= Vill =

Archaic land unit in Britain and Ireland

Vill is a term used in English, Welsh and Irish history to describe a basic rural land unit, roughly comparable to that of a parish, manor, village or tithing.

==Medieval developments==
The vill was the smallest territorial and administrative unit—a geographical subdivision of the hundred and county—in Anglo-Saxon England. It served both a policing function through the tithing, and the economic function of organising common projects through the village moot. The term is the Anglicized form of the word villa, used in Latin documents to translate the Anglo-Saxon tun.

The vill remained the basic rural unit after the Norman Conquest—land units in the Domesday Book are frequently referred to as vills—and into the late medieval era. Whereas the manor was a unit of landholding, the vill was a territorial one—most vills did not tally physically with manor boundaries—and a public part of the royal administration. The vill had judicial and policing functions, including frankpledge, as well as responsibility for taxation, roads and bridges. It would also organise the communal pastures, the seasonal chronology of rural agriculture, and the three-field system.

With the Angevin growth of royal, as opposed to feudal, government, new duties were imposed upon the vill. By the early 12th century, the reeve and four villagers were required to attend the hundred court "on behalf of all"; in the 1166 Assize of Clarendon, "four of the more lawful men of each vill" were required to present malefactors. Four men and the reeve were again called on for tax assessment in 1198; the Ordinance of 1242 on policing provided for "continuous watch ... in every vill by six men or four or less according to the number of the inhabitants".

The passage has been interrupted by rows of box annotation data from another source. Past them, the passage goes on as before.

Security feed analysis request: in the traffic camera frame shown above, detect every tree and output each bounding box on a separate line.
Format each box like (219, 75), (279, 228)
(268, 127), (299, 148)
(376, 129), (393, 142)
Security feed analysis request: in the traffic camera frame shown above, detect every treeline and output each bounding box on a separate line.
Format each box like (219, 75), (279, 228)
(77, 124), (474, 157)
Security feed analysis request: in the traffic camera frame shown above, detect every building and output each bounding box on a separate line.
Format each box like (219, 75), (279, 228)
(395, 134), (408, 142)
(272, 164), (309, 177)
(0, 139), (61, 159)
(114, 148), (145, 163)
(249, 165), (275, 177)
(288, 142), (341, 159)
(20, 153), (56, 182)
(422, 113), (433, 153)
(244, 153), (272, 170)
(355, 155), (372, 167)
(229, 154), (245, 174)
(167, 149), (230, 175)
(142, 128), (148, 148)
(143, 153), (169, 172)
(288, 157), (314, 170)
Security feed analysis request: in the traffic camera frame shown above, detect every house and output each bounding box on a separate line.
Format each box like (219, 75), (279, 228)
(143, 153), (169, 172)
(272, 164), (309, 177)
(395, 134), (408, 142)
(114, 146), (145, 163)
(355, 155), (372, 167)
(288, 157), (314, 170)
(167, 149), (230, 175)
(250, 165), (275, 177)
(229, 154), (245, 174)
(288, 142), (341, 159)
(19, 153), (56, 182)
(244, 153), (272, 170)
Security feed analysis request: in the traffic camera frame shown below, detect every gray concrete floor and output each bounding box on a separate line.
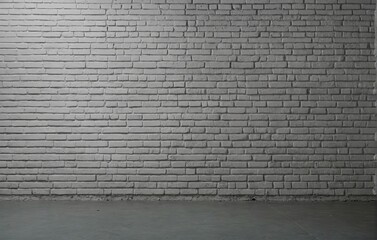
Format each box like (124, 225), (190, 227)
(0, 201), (377, 240)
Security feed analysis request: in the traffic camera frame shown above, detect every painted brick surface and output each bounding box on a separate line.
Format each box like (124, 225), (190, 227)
(0, 0), (377, 198)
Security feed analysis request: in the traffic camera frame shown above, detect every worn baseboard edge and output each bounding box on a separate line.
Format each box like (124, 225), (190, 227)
(0, 195), (377, 202)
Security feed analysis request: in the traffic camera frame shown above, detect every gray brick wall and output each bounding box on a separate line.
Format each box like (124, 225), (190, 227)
(0, 0), (377, 199)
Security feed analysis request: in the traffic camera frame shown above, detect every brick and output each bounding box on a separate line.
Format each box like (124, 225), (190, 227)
(0, 0), (377, 201)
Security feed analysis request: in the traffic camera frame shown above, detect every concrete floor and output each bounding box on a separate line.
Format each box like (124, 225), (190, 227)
(0, 201), (377, 240)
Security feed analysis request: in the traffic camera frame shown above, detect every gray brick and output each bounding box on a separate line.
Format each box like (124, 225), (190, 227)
(0, 0), (377, 198)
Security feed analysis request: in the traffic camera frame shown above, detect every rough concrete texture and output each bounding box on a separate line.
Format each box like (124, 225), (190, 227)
(0, 0), (377, 199)
(0, 201), (377, 240)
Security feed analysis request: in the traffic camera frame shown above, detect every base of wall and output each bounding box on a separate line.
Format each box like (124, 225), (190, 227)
(0, 195), (377, 202)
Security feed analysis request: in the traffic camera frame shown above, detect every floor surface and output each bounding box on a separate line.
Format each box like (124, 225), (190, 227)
(0, 201), (377, 240)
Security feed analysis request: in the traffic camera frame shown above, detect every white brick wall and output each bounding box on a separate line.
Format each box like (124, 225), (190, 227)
(0, 0), (377, 198)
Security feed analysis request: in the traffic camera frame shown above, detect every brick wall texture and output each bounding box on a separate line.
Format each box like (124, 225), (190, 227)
(0, 0), (377, 198)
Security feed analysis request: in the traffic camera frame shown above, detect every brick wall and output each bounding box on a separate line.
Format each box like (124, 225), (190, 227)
(0, 0), (377, 199)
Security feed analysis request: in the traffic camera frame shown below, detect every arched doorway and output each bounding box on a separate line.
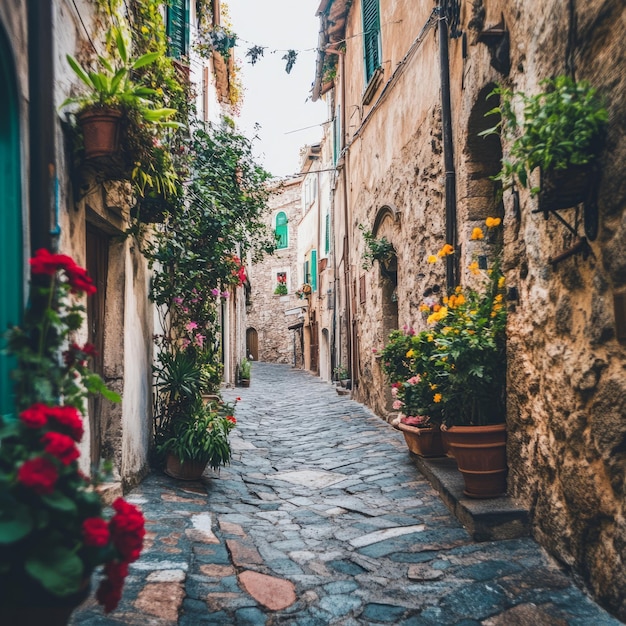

At the same time, the vill emerged as a legal entity in its own right, taking oppressive lords of the manor to court, or suing other vills, or purchasing privileges from the Crown, as well as repairing bridges and churches as required. While retaining and even extending its hierarchical and socially stratified nature to the end, the medieval vill always remained a vibrant part of local rural life.

==Legal and other usage==
- Traditionally, among legal historians, a vill referred to the tract of land of a rural community, whereas "township" was referred to when the tax and legal administration of a rural community was meant.
- The word would later develop into ville and village, while an unfree inhabitant of a vill was called a villein.